Please take notice that on November 23, 2016 a Decision, copy attached hereto, was rendered by the Supreme Court in the above-entitled case, the original of which was received by this Office on December 12, 2016 at 3:40 p.m.


Very truly yours,
(SGD)
WILFREDO V. LAPITAN
 
Division Clerk of Court


* Additional Member per Raffle dated 29 February 2016.

[1] Rollo, pp. 2-20; Penned by Associate Justice Vicente S.E. Veloso with Associate Justices Jane Aurora C. Lantion and Nina Antonio-Valenzuela concurring.

[2] Records, pp. 419-430; Presided by Presiding Judge Andres Bartolome Soriano.

[3] 533 Phil. 703, 705 (2006).

[4] Records, p. 2.

[5] Id. at 12.

[6] Id. at 17.

[7] TSN, 21 June 2005, pp. 6-7.

[8] TSN, 2 August 2005; TSN, 16 August 2005, pp. 5-6.

[9] TSN, 25 October 2005, pp. 21-22; Records, p. 25.

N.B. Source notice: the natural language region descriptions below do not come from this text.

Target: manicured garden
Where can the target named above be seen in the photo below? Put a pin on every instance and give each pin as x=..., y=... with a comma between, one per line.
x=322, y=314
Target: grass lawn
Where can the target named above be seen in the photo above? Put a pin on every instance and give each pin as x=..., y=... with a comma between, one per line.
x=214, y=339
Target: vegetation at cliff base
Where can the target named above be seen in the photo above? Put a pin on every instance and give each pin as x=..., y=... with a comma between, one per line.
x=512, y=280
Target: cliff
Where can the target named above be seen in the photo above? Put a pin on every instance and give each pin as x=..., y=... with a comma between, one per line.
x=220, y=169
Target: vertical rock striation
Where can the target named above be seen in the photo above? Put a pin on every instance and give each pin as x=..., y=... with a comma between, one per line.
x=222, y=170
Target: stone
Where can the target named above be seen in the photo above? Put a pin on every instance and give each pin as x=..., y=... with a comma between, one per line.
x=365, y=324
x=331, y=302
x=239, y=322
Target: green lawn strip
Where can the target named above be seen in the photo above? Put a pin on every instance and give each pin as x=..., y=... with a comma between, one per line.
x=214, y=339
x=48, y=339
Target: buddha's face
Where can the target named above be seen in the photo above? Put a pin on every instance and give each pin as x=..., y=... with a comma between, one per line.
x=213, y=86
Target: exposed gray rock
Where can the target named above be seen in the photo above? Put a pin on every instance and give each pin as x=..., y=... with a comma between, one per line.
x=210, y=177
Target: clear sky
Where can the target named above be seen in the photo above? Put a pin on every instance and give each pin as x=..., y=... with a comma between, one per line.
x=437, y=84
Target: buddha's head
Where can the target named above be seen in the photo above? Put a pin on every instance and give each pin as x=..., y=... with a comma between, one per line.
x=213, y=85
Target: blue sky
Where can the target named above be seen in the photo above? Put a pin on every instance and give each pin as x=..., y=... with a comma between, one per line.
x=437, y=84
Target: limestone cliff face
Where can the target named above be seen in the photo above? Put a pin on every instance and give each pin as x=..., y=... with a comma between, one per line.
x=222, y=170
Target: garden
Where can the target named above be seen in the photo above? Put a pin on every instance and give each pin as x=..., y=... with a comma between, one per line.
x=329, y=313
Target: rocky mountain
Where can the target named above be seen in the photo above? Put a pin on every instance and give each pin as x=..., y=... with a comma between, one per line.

[10] TSN, 30 May 2007, TSN, 1 October 2007.

[11] Records, p. 430.

[12] Rollo, pp, 20-21.

[13] Id. at 27.

[14] People v. Soria, 698 Phil. 676, 687 (2012).

[15] People v. Buclao, 736 Phil. 325, 336 (2014).

[16] Id. citing People v. Candellada, 713 Phil. 623, 635 (2013).

[17] People v. Soria, supra note 14 citing People v. Abulon, 557 Phil. 428, 453-454 (2007).

[18] People v. Pascua, 462 Phil. 245, 252 (2003).

[19] People v. Paculba, 628 Phil. 662, 673 (2010).

[20] People v. Aguilar, 643 Phil. 643, 654 (2010) citing People v. Corpuz, 517 Phil. 622, 636-637 (2006).

[21] People v. Pioquinto, 549 Phil. 479, 486-487 (2007).

[22] People v. Perez, 595 Phil. 1232, 1258 (2008).

[23] People v. Aguila, 539 Phil. 698, 719 (2006).

[24] People v. Felan, 656 Phil. 464 Phil. 470 (2011).

[25] People v. Pioquinto, supra note 21.

[26] See People v. Santos, 532 Phil. 752, 767 (2006).

[27] People v. Maglente, 578 Phil. 980, 997 (2008).

[28] People v. Gahi, 727 Phil. 642, 660 (2014) citing People v. Bejic, 552 Phil. 555, 573 (2007).

[29] People v. Crisostomo, 725 Phil. 542, 554 (2014).

[30] Id. at 555.

[31] Pursuant to Section 3 of R.A. 9346 (An Act Prohibiting the Imposition of Death Penalty in the Philippines) which states that:
SEC. 3. Persons convicted of offenses punished with reclusion perpetua, or whose sentences will be reduced to reclusion perpetua, by reason of this Act, shall not be eligible for parole under Act No. 4180, otherwise known as the Indeterminate Sentence Law, as amended.
[32] People v. Gambao, 718 Phil. 507 (2013).

[33] People v. Vitero, 708 Phil. 49, 65 (2013).